Para a componente sabedoria, disciplinas como História, Filosofia ou Literatura – as Humanidades – teriam um papel fundamental, como, aliás, se defende em A circunstância do estado exíguo; todavia, a lógica, única, do produtivismo (as universidades influenciadas pela OMC, ou Banco Mundial, de modo directo, ou indirecto, com alguns think tank, como A. Moreira não deixa de trazer a debate), levou a que estas fossem colocadas de lado, e se confundisse a lógica de Politécnicos e Universidades. Faltou, ainda, articular Secundário com Ensino Superior – procurar que a chegada dos alunos ao ensino superior fosse bem preparada – e, deste último, com as Ordens Profissionais.
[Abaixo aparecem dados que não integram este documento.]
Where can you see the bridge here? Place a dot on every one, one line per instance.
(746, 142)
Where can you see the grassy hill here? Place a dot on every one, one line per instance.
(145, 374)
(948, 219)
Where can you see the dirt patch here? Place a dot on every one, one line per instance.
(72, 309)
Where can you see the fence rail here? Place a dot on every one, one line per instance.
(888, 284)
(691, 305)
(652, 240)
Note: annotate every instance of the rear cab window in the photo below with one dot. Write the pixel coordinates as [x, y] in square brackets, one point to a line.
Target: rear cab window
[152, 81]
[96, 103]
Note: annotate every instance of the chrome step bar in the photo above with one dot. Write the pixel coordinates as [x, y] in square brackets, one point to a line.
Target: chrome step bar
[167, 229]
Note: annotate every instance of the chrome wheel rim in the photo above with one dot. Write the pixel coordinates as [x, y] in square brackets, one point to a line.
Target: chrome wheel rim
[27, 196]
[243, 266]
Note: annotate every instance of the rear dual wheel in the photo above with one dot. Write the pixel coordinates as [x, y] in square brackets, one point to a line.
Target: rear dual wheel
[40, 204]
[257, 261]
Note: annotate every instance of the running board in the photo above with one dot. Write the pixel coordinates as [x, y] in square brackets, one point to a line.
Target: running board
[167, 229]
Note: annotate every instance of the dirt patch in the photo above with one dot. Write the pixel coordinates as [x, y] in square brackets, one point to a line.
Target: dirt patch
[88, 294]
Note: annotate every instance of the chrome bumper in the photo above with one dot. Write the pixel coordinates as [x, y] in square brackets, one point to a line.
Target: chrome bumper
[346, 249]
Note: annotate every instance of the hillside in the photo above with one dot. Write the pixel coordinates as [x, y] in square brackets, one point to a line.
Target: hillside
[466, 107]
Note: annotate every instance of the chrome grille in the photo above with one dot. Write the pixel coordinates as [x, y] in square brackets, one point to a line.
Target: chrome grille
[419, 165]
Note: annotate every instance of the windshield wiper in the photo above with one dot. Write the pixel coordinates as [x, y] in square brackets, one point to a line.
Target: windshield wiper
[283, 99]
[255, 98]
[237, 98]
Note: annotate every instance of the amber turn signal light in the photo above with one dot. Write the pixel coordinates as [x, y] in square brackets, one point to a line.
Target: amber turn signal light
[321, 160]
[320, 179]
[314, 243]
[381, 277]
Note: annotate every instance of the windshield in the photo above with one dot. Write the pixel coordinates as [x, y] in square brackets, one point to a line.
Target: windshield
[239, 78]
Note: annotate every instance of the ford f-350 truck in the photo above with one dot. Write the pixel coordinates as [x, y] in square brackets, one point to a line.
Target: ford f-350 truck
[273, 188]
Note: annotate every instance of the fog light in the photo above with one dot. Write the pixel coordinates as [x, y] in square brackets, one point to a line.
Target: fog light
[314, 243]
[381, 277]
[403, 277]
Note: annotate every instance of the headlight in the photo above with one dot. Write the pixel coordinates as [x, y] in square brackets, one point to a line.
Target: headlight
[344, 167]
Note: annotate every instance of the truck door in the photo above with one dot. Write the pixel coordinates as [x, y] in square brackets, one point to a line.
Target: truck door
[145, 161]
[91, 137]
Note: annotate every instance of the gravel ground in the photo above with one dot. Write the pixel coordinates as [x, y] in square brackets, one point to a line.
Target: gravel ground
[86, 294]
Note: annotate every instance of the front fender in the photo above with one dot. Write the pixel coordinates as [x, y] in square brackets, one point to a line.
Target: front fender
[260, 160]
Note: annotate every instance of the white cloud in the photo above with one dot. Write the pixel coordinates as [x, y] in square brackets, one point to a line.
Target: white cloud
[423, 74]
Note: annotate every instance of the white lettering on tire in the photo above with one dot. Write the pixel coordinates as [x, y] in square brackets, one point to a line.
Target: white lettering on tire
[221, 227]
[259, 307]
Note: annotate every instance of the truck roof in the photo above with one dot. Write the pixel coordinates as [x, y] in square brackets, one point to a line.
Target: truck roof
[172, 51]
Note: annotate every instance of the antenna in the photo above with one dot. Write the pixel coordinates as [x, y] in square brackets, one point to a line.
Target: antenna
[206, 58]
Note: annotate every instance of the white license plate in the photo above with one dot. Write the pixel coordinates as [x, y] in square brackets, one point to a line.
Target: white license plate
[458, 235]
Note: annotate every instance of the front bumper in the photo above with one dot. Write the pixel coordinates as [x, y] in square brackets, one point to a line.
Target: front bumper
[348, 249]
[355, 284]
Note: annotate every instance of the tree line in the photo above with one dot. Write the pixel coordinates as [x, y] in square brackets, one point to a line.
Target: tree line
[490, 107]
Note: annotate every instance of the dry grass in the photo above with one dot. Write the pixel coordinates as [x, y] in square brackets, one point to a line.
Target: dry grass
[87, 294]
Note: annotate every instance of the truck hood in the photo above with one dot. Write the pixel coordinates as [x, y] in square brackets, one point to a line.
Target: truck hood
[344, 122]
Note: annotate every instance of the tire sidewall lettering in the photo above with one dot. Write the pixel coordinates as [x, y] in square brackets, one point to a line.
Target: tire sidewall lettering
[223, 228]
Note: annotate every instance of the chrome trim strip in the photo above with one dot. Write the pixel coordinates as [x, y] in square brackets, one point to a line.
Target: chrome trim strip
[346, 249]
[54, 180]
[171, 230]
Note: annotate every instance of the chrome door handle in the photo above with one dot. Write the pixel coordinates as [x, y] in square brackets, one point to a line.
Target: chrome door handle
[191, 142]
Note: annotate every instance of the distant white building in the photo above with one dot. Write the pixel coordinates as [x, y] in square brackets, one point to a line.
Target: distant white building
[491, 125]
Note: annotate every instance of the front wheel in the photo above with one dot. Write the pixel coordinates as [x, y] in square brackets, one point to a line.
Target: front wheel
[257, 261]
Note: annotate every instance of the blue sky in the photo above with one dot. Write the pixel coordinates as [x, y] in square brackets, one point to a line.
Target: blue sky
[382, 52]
13- À Universidade, ela que deve estar à altura das ideias do seu tempo – quando não engendrá-las, formulá-las, questioná-las, colocá-las em causa -, como indicava Ortega e Gasset, em A missão da Universidade, título muito do agrado de Adriano Moreira, competirá, em nossos dias, explicar/tornar conhecido esse complexo fenómeno que é o globalismo: a vasta malha de rede que o perpassa; os sujeitos, de índole atípica (poderes atípicos), que têm uma força tremenda e que disputam o antigo poder do Estado (multinacionais, banca, ONG’s, Igrejas, Fifa, etc.), o novo tipo de cidadania emergente (de tripla filiação); a opinião pública mundial como factor relevante; o tipo de diplomacia pública necessária para com ela lidar; a perda do carácter sagrado das fronteiras, agora reduzidas a um mero apontamento administrativo; a eventual necessidade de uma universidade mundial, aventada – tal hipótese – logo após a I Guerra Mundial e depois da Segunda, agora reformulada em termos diversos, na procura de um maior mútuo conhecimento de áreas geográficas e culturais, seus valores, interesses e objectivos; emergência da carência de um eventual contrato ético entre todos os espaços para defesa de educação para todos, defesa do ambiente, paz (a este propósito, não raro Moreira, em intervenções públicas, cita os trabalhos de Hans Kung, embora não o faça nesta obra); formas de integração, assimilação, acomodação adequada e respeitadora dos movimentos migratórios – respeito por cada imigrante – que acedem às sociedades afluentes; compreensão de que todas as áreas culturais têm agora voz própria e de que os areópagos como a ONU devem atender, na sua reforma, a este novo factor; o saber está disseminado e não recluído e é a grande hipótese dos que não têm voz se fazerem ouvir e se destacarem; compreensão de que há entidades decisoras, como o G20, que não têm legitimação democrática para decidirem por todos e o têm feito (mas, assim, também, muita da construção europeia, ao longo dos anos); recordação que é à ONU que pertence uma palavra decisiva em alturas de crise como a que vivemos na última década, reclamando-se a intervenção do Conselho Económico e Social, em suma, preparar um conceito estratégico nacional que esteja à altura – e de acordo com – o tempo que vivemos.